Теперь надо было переться в далекую Нетанию, сидеть там в кругу незнакомых людей, слушать, кивать, улыбаться, что-то говорить самому, распевать вместе со всеми непонятные слова Агады, ждать, когда наконец будет дозволено есть, и в итоге с трудом выбираться из-за стола, сверх всякой меры обожравшись разными вкусностями… тоска… Шломо вздохнул и снова повернулся к Иерусалиму, надеясь вернуть прежнее ощущение ничем не замутненного счастья. Дудки. Город молча смотрел на него исподлобья своих холмов, видимо обиженный шломиным отношением к одному из самых святых его праздников. «Ладно кукситься, — улыбнулся Шломо. — Я же в конце концов еду.
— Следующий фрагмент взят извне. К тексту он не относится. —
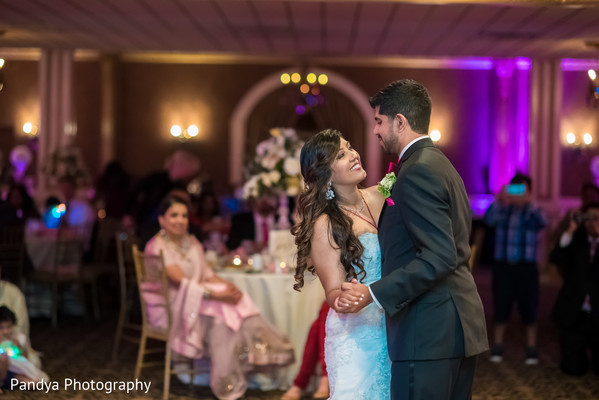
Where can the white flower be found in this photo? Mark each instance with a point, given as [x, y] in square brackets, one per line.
[265, 178]
[275, 132]
[269, 161]
[275, 176]
[291, 166]
[262, 148]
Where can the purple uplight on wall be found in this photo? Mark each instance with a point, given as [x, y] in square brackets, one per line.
[511, 123]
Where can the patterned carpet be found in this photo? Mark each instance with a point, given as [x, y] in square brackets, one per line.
[82, 351]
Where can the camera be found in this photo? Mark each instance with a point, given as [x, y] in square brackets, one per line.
[583, 217]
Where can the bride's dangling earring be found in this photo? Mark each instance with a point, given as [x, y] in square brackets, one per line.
[330, 195]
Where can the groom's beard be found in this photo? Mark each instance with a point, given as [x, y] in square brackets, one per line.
[387, 147]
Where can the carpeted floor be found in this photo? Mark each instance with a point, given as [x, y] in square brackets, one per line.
[82, 351]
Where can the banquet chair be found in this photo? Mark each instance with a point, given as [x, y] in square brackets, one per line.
[66, 270]
[125, 329]
[154, 292]
[12, 253]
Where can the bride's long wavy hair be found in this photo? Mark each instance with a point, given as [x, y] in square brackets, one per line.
[316, 158]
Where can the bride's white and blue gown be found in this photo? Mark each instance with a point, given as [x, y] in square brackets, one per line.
[356, 355]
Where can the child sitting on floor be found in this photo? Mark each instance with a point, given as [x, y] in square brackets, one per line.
[13, 353]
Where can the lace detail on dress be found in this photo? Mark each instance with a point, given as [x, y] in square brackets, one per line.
[358, 364]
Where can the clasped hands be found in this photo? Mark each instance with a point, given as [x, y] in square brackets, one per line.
[354, 297]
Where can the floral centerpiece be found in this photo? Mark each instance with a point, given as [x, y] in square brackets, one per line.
[67, 163]
[276, 167]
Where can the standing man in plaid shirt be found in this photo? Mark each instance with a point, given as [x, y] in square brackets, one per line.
[517, 222]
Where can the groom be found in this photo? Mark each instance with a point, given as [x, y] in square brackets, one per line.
[435, 318]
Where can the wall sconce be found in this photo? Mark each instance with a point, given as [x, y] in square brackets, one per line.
[178, 132]
[29, 129]
[579, 141]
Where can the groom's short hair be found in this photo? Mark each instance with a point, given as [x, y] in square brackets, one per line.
[406, 97]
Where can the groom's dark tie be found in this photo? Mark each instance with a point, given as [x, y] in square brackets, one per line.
[398, 166]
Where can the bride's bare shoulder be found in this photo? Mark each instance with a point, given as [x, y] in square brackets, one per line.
[373, 194]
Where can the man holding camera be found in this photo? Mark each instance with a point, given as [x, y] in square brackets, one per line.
[517, 222]
[576, 309]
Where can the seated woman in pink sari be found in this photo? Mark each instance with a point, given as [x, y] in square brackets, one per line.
[211, 316]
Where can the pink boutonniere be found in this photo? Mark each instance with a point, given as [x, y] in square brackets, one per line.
[385, 186]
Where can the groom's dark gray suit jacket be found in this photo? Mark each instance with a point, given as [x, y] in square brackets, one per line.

Причем со всей семьей…» Иерусалим подумал и сменил гнев на милость.

* * *

Перед тем, как отправляться в редакцию, Шломо решил забежать к Сене с Сашкой. Сашка жил там вот уже четвертую неделю, изгнанный, как и следовало ожидать, со всех своих прежних пастбищ. В издательстве ему показали на дверь уже на следующий день после публикации памятной статьи. В семье он продержался несколько дольше. Нельзя сказать, чтобы жена не сомневалась вовсе, но общественное давление все же возобладало. С нею перестали здороваться на улице и в лавке. Дети приходили из школы в слезах — одноклассники вдруг стали дразнить их «дегенератами» — по созвучию с незнакомым и непонятным словом «ренегат». Либерманы — семья дегенератов… В общем, через пару недель такой веселой жизни супруги сели на кухне, поговорили спокойно, без слез и пришли к очевидному решению. Сашка собрал чемодан, поцеловал насупленных детей и отбыл в гостеприимную Мерказуху, на скудные сенины харчи.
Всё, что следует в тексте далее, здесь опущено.